Would fusion of sperm and egg under laboratory conditions make breeding a human with a non-human animal more possible? Of course nobody sane would ever do it for ethical reasons, but you never know what some mad scientist in a dark personal laboratory somewhere might hatch up…

Right right right. It’s the definition by which there’s a dozen different species of humans.

It might bypass some potential barriers to hybridization, such as differing conditions in the female reproductive tract. However, the major barriers are likely to be genetic (differing chromosome numbers, differences in developmental genes), taking place after fertilization, and in vitro fertilization would do nothing to counteract this.

No. This is incorrect.

Right right right.

If you knew it was incorrect, then why did you post it?

Human/dog? I mean, human/chimp, I can see theoretically, but humans and dogs aren’t even in the same superorder. They’re Laurasiatheria and we’re Euarchontoglires. We’re more closely related to rats than we are to dogs.

If humans and dogs could reproduce, we’d have had concrete evidence long before now. Ditto for humans and sheep. Also donkeys, goats, …

My reasoning behind my statement was simply that there is not that much of a size difference between humans and dogs which are the most likely candidate for bestiality.

I take it you’re referring to the more recent vision of canid taxonomy, under which the wolf and domestic dog (and in some versions, also the coyote, etc.) are reconceptualized as “subspecies” within the same canis lupus, and some of the previously identified “subspecies” in turn reclassified as mere “populations”.

Of course, once upon a time there were different coexistent species of humans and hominids (and probably other now-extinct lineages of Great Apes).

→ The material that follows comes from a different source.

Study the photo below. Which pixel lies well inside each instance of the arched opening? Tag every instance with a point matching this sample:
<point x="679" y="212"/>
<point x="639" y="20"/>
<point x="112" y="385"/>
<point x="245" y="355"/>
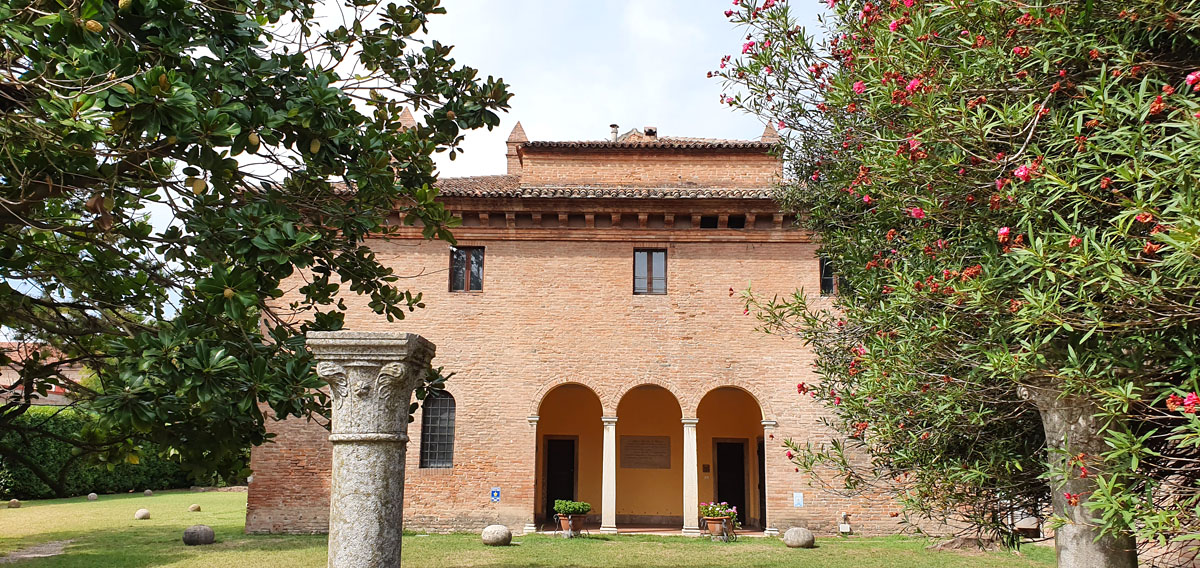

AFAIK not having categorically identified “Neanderthal DNA” in modern humans (hasn’t been really ruled out yet, has it?) would not really prove anything re: impossibility or viability or if then it would result in fertile or infertile hybrids; sometimes mere impracticality or difficulty to mate, carry to term, and grow the offspring to adulthood under natural conditions, can be as effective as chromosomal incompatibility in preventing the perpetuation of the lineage.

Answer to the OP- the Minotaur.

So what’s the offspring of a minotaur and centaur like? :eek:

Does this mean there is no such thing as man-bear-pig?

Um, there’s a significant size difference in the genitalia, where it counts.

Yeah, human/dog is out. I really wouldn’t expect bushbaby/raccoon to work, & I would expect those to be (slightly) closer together cladistically than hominid/canid.

Orangutan/chimpanzee? I don’t know how much the chromosomes have differentiated.

Human/bonobo? Bonobo/chimpanzee? I just don’t know.

But seriously, there are huge physical difficulties for humans attempting to mate with any of the extant hominoids. Whatever potential subspecies of hominid were interfertile with Cro-Magnon man presumably died out or were absorbed into the main stream. Great apes, otoh, are ridiculously strong, & have (except for bonobos) rather different estrus cycles & sexual behaviors from us. The world may never know.